Joseph Alsop, writing from Dallas, again regards the "theft" of the state delegation to the national convention for Senator Taft by the Republican leaders in Texas, with the full imprimatur of Senator Taft's representatives on the scene, despite the majority of delegates from the counties to the state convention having been for General Eisenhower. He again describes this process, as he had the prior Saturday, with the Taft supporters forming their own rump meetings in counties which had voted in their local meetings for General Eisenhower, and then managing, through the offices of the GOP national committeeman, Henry Zweifel, to get the state executive board to certify the Taft slates of delegates and seat them rather than the Eisenhower slates, though the latter had been duly elected locally under existing law and rules.

Mr. Alsop indicates that he was not equipped to gauge groundswells in Texas but that the political experts of the leading newspapers in the state, who had all been gathered at Mineral Wells for the state convention, could be considered impartial, sound judges of the matter, and they had been unanimous in finding that Texans wanted to be rid of the Democrats in Washington, a sentiment which was largely responsible for the Eisenhower surge, and that the surge had been a true popular movement, with more people attending the GOP precinct meetings than the Democratic precinct meetings. They also found that Texas might vote for Senator Taft in the fall election were it not for the ugly business which had taken place at the state convention, unless the Senator repudiated the actions of his local agents. Finally, they observed that if General Eisenhower were nominated at the Republican convention, there would be an excellent chance that the 1952 election would start a genuine two-party system in Texas.

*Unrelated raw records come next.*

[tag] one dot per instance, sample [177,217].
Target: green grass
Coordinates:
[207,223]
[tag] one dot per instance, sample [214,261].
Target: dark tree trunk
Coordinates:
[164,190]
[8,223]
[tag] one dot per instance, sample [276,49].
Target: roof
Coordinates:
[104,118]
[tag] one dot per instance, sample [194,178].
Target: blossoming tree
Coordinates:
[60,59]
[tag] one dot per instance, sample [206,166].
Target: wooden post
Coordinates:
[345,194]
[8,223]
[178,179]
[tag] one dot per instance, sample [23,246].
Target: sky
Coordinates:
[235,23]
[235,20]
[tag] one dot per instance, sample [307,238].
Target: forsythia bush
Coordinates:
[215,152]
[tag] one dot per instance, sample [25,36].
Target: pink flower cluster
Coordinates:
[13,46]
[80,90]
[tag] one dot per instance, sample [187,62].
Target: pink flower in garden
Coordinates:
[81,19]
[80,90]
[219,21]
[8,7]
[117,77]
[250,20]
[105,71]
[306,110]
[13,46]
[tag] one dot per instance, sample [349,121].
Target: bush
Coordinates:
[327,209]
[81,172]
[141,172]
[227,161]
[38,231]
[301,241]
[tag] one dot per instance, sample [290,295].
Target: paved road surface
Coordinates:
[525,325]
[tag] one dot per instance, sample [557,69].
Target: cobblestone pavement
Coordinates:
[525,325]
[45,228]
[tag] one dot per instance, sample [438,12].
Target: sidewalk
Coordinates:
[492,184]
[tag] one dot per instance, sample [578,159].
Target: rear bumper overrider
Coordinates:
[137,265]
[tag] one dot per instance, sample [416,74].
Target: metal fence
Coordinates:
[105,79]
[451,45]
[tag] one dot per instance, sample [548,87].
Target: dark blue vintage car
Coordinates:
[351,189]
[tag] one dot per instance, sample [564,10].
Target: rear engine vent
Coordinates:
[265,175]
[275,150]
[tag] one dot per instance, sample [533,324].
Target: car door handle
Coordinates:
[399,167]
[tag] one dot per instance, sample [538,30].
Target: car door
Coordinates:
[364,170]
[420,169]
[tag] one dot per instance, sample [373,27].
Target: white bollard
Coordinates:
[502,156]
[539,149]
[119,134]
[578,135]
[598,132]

He indicates that Mr. Zweifel and other Republican leaders in the state, as well as Senator Taft's personal representatives on the scene, including former RNC Chairman Carroll Reece, had defended their actions on the basis that many of General Eisenhower's supporters were former Democrats and independents, only recently having converted to the Republican fold. Mr. Alsop finds this defense a bit odd, for the fact that the only way the Republicans could win in Texas was through attracting the votes of independents and Democrats. He concludes that the national Republican Party would have to consider the issue as to whether their hope in 1952 was to be utterly extinguished.